An anti-deadlock mechanism that would allow for the appointment of the government’s preferred standards commissioner candidate is "undemocratic" and would lead to a lack of trust in the office, PN leader Bernard Grech said on Sunday.  

The mechanism would allow MPs to appoint a standards commissioner by a simple majority if two initial votes fail to garner a two-thirds majority.
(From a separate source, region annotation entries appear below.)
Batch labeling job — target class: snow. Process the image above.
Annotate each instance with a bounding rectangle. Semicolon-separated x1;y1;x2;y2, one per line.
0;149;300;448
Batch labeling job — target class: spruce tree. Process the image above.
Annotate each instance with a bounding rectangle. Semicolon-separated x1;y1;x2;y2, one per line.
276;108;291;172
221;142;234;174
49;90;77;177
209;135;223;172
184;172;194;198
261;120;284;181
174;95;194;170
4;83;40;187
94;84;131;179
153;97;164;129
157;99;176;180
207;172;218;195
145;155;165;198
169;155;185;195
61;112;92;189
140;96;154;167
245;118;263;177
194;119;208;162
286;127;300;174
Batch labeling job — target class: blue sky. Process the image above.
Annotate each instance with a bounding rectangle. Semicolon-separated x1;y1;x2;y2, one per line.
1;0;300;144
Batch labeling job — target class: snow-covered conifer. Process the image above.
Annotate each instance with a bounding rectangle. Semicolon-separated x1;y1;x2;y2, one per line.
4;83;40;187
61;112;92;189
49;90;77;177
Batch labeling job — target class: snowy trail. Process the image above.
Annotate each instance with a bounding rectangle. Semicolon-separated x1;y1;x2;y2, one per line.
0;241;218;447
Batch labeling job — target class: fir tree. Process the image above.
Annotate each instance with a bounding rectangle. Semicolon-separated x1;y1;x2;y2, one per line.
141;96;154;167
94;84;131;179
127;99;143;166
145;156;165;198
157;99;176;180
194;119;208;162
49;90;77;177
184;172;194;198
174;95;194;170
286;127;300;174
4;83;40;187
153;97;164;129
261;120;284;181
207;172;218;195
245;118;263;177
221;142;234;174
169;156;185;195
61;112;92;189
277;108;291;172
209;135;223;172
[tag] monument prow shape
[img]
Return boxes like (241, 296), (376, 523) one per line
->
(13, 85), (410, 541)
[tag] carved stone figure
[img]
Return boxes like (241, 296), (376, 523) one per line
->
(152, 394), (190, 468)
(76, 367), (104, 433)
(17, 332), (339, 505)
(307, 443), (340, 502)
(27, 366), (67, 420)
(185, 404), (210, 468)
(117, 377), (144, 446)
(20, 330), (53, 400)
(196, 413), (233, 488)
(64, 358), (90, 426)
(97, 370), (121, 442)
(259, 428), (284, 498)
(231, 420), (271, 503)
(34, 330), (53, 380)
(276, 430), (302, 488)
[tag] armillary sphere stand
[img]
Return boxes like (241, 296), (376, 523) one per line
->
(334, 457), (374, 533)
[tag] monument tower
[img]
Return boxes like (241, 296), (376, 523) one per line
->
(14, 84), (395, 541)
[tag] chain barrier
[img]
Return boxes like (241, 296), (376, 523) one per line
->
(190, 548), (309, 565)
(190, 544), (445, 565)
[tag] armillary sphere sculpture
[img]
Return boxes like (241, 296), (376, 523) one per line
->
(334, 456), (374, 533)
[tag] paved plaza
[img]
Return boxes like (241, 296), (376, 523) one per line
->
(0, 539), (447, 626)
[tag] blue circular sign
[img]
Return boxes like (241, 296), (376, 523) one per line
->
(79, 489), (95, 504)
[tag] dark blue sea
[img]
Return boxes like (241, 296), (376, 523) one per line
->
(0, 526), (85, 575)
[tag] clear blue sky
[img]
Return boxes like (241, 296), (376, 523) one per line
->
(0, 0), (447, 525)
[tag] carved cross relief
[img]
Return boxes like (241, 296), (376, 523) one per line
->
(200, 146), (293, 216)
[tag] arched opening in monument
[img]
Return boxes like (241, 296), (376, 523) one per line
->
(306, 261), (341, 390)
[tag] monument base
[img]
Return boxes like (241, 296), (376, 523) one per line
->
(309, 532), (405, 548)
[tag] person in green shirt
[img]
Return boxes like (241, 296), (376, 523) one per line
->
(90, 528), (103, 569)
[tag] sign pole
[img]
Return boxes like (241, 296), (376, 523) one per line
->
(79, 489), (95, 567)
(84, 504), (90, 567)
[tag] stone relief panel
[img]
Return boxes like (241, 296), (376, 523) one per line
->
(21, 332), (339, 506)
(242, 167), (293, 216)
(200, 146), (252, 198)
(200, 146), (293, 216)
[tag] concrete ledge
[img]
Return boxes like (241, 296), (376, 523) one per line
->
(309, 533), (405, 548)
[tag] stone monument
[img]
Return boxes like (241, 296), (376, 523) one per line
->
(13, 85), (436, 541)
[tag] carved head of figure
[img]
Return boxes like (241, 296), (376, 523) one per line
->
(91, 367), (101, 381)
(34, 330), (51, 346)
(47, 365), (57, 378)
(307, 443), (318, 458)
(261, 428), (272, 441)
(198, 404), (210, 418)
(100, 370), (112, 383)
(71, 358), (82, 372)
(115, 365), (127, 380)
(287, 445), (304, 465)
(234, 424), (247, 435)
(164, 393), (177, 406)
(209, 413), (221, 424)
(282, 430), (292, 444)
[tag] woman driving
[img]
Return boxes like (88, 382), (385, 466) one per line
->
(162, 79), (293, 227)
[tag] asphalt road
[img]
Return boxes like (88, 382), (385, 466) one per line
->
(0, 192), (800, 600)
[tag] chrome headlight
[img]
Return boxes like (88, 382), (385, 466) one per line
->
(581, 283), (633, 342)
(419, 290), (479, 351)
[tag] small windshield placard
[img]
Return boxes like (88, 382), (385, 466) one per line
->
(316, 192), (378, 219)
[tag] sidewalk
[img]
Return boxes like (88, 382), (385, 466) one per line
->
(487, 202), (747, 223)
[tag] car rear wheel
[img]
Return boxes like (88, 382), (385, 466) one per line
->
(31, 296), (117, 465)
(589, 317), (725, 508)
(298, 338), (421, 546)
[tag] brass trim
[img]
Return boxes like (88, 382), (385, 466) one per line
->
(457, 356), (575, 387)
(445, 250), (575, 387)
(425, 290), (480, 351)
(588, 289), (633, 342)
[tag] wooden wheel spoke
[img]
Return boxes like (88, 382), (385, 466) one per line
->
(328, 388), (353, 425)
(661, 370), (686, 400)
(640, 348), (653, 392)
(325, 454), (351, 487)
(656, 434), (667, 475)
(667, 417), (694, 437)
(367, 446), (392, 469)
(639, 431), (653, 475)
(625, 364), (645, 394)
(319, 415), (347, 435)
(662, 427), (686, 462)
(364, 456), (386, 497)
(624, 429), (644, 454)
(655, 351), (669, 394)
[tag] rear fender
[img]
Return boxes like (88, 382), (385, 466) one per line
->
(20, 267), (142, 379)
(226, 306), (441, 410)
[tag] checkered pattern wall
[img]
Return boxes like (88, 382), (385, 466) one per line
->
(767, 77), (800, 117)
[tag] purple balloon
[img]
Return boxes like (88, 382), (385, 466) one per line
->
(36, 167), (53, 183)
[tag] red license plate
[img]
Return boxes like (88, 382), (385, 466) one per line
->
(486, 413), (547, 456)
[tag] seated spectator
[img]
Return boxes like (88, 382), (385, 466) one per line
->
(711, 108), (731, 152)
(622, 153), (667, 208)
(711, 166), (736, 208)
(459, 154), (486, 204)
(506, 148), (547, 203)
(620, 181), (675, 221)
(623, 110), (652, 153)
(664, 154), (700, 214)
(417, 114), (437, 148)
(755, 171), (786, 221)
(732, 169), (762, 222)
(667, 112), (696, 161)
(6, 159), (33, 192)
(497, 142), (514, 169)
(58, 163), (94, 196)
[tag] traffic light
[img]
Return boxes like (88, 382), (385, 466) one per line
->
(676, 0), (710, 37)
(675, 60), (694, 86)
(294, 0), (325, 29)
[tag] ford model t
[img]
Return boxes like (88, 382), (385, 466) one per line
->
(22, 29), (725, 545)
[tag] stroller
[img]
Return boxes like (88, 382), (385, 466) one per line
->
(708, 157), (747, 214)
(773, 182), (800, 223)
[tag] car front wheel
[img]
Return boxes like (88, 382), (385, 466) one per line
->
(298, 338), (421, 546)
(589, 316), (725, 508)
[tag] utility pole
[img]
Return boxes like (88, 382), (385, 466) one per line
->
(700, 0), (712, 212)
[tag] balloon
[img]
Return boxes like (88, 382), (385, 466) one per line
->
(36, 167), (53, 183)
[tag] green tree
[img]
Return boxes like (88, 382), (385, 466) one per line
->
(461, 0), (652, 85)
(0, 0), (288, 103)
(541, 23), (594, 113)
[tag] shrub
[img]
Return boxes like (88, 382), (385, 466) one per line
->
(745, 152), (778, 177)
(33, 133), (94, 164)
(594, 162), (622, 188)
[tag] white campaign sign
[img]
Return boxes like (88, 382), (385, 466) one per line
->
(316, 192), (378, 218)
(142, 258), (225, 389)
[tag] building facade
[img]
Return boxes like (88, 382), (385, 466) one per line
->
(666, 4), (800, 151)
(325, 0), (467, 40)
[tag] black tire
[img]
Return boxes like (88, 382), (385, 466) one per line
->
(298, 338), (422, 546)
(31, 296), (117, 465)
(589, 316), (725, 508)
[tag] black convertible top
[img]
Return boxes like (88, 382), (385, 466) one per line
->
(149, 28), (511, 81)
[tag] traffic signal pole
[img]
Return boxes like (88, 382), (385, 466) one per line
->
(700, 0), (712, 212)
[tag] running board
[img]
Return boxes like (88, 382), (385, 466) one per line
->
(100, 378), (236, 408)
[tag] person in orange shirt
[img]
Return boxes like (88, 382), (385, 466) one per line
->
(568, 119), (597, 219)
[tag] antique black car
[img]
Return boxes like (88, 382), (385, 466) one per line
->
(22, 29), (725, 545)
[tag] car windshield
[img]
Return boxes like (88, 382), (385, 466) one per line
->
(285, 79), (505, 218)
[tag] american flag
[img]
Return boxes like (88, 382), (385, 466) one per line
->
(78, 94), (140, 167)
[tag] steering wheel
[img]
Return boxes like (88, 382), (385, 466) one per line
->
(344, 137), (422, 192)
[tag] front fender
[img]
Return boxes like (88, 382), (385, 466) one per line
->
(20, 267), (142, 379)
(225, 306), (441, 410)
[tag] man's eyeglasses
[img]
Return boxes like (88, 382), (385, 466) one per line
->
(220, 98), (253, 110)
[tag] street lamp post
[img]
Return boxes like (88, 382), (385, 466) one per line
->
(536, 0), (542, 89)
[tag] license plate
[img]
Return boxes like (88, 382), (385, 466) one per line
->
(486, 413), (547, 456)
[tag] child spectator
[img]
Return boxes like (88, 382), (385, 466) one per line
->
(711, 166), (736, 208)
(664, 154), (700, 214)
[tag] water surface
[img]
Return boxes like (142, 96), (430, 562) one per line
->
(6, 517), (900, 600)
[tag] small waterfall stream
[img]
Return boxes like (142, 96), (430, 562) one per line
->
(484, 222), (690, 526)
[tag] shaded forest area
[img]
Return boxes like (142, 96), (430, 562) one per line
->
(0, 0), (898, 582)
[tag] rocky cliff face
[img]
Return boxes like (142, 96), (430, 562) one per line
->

The second reading of the bill is on Monday's parliamentary agenda.  

Grech made his comments during a  30-minute interview on NET. He also spoke on abortion and out-of-stock medicine.  

Grech said that while the PN would continue to seek consensus on a candidate, Robert Abela remained dead-set on his chosen man, former chief justice Joseph Azzopardi. 

The PN has even proposed two candidates from the PL camp, Grech said. 

Describing Abela as “arrogant,” and “hard-headed, Grech said “Robert Abela only pretends to discuss issues but is never willing to compromise”.

PL response

In response to Abela's statement, the PL said parliament cannot be held hostage by a "clique running the PN". 

The proposed mechanism still sought to obtain a two-thirds majority when appointing a standards commissioner but allows for a way forward should there be deadlock. 

"The opposition itself had proposed this a few years ago," the PL statement said.


On abortion, Grech said that the PN is the voice of the majority in its opposition to the PL’s abortion bill.  

The bill sets to allow for the termination of a foetus should the mother’s life or health be in “grave danger”.  However, critics, including the PN, say this would lead to the introduction of abortion by another name.  

“They [the government] said they introduced the bill to protect doctors, but doctors said it will not protect them but make their life more complicated, and difficult,” Grech said. 

“Today everyone knows its an abortion law,” he said. 

The PN represents the majority in its opposition to the bill, Grech said, stressing that the PL has no mandate to the introduction of abortion as it was not mentioned before the election. 

Out-of-stock medicine

Grech said health minister Chris Fearne and Abela have mismanaged Malta’s health system and many medicines provided free of charge through the health system are now out of stock.  

“One example is a pill that prevents epileptic fits, people who can drive and lead normal lives because of the medicine are having to buy this from the private sector”. 

"The lives of those who can’t afford to buy the treatment can be at risk,” he said.  

The PN invested in public healthcare, building Mater Dei Hospital, while the PL gave the country's hospitals to the private sector, Grech added.